By Lucy M. Pritchett
When Jane Termini and her husband Paul were living in Düsseldorf, Germany, in 2002, for his job with GE, she went on a weekend getaway to visit several pottery factories with other members of the American Women’s Club. That ladies-only shopping trip became her Turning Point.
“There is a section of Poland called Bolesławiec, and I was told the pottery factories there were something I just had to see. The first time I went it was a jaw-dropping experience. I was attracted to all the color and shapes of the pottery. The quality is amazing. The clay used in making the stoneware is a natural resource of the area. Every time we would go back we would take fewer people and bigger cars so that we could buy more and more. I couldn’t get enough of it.
“Before we even left Germany, I had it in my mind that I wanted to bring this lovely handmade stoneware back to America and share it with people.”
The family returned home to Louisville in 2005, but Jane’s dream was deferred for a while. She was a stay-at-home mom and had three boys to raise, and her husband was working long hours.
It wasn’t until 2014 that she started selling the Polish pottery online only. Then in November 2015 she opened the bricks and mortar store, Color Palette Polish Pottery, on Main Street in Middletown.
|Photos by Patti Hartog|
To say that Jane is enthusiastic about the pottery is an understatement.
“The pottery is so easy for me to sell because I love it so much. When the skids that hold my order are delivered it’s like Christmas. I love opening up the boxes and unwrapping all the pieces.
“When people walk in the store and have never seen Polish pottery before they are absolutely taken aback with its beauty. Or, if they have been stationed in or lived in Germany or that area of Europe and are familiar with the pottery, they are so excited to see that it is available here.”

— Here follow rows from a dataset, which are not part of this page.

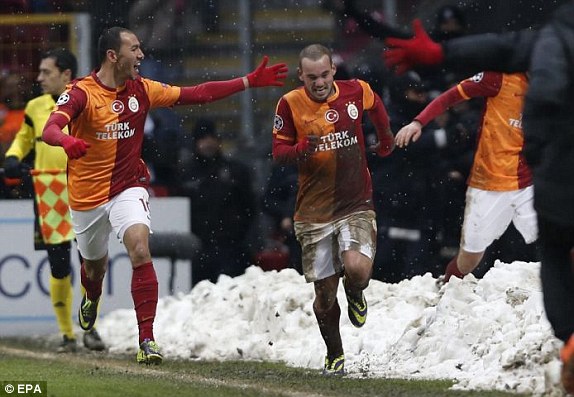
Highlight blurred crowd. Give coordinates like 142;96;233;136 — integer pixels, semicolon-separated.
0;1;540;286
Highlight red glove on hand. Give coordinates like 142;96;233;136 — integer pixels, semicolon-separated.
384;19;444;75
61;135;90;159
296;135;319;156
246;56;289;87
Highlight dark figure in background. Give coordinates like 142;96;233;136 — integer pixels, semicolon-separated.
260;163;301;273
371;71;443;282
383;4;574;391
141;108;183;195
343;0;468;95
178;118;256;286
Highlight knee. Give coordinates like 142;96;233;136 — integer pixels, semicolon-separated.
345;265;372;290
128;239;152;266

|Jane’s pottery is beautiful, durable and versatile. She has a chip and dip plate which can be used |
as a cake plate when turned upside down.
Jane says she didn’t have any previous business experience, but she admits she does have a habit of starting something and seeing it through.
“When my kids were at St. Patrick’s school, I started and ran the chess club. When I lived in Düsseldorf, I served as vice president of the American Women’s Club and was in charge one year of its big gala and silent auction fundraising event.”

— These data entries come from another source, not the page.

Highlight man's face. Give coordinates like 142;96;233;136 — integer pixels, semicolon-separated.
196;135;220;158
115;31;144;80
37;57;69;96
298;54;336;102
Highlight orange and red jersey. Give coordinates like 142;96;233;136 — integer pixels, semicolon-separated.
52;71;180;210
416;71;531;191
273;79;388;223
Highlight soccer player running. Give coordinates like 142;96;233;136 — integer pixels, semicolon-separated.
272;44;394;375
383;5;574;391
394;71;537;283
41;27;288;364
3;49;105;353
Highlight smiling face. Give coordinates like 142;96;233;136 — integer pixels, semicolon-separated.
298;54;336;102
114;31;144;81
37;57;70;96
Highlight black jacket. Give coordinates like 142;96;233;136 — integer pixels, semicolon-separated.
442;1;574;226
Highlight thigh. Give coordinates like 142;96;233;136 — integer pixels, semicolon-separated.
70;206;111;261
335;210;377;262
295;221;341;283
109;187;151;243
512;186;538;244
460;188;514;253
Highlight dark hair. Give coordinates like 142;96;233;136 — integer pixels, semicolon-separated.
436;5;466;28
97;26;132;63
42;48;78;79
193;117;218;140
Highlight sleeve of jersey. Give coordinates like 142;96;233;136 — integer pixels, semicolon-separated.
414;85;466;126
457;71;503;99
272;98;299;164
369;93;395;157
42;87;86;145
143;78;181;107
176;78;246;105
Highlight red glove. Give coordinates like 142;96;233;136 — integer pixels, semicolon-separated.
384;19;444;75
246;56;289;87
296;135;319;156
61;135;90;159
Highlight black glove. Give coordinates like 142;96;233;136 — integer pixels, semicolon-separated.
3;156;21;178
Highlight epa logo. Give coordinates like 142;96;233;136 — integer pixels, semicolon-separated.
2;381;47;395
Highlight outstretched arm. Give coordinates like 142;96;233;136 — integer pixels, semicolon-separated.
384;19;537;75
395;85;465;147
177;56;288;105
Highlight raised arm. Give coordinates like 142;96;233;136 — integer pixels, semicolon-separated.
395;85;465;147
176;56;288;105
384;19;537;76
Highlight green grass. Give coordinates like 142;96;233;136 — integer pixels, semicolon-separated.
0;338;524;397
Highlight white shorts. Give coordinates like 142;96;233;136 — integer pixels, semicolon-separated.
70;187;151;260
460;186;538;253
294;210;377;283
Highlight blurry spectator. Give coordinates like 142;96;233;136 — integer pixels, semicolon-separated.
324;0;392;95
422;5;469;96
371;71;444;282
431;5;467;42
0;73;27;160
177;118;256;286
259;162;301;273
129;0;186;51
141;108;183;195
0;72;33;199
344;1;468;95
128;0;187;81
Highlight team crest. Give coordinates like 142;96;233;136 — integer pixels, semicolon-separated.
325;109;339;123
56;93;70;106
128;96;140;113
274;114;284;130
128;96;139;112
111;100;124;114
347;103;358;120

What’s her secret to accomplishing what she sets out to do?
“I’m not a perfectionist. I couldn’t move forward or take the next step if I were. I’m more of a 90 percenter. As problems or challenges come up, I just figure I’ll work them out somehow. I don’t have to know how to do everything ahead of time or have the whole plan laid out perfectly for me.”
Although some very kind and well-meaning people have offered ideas and suggestions for the business, Jane is happy going at her own speed. “I feel like it’s moving fast enough for me. I’m enjoying the ride. I have time to figure out what I need to figure out. It’s going well. People are finding me, but it’s not overwhelming.
“In my mind, the only failure in life is not trying. I was excited about the Polish pottery and wanted to bring it over here. The timing was perfect.”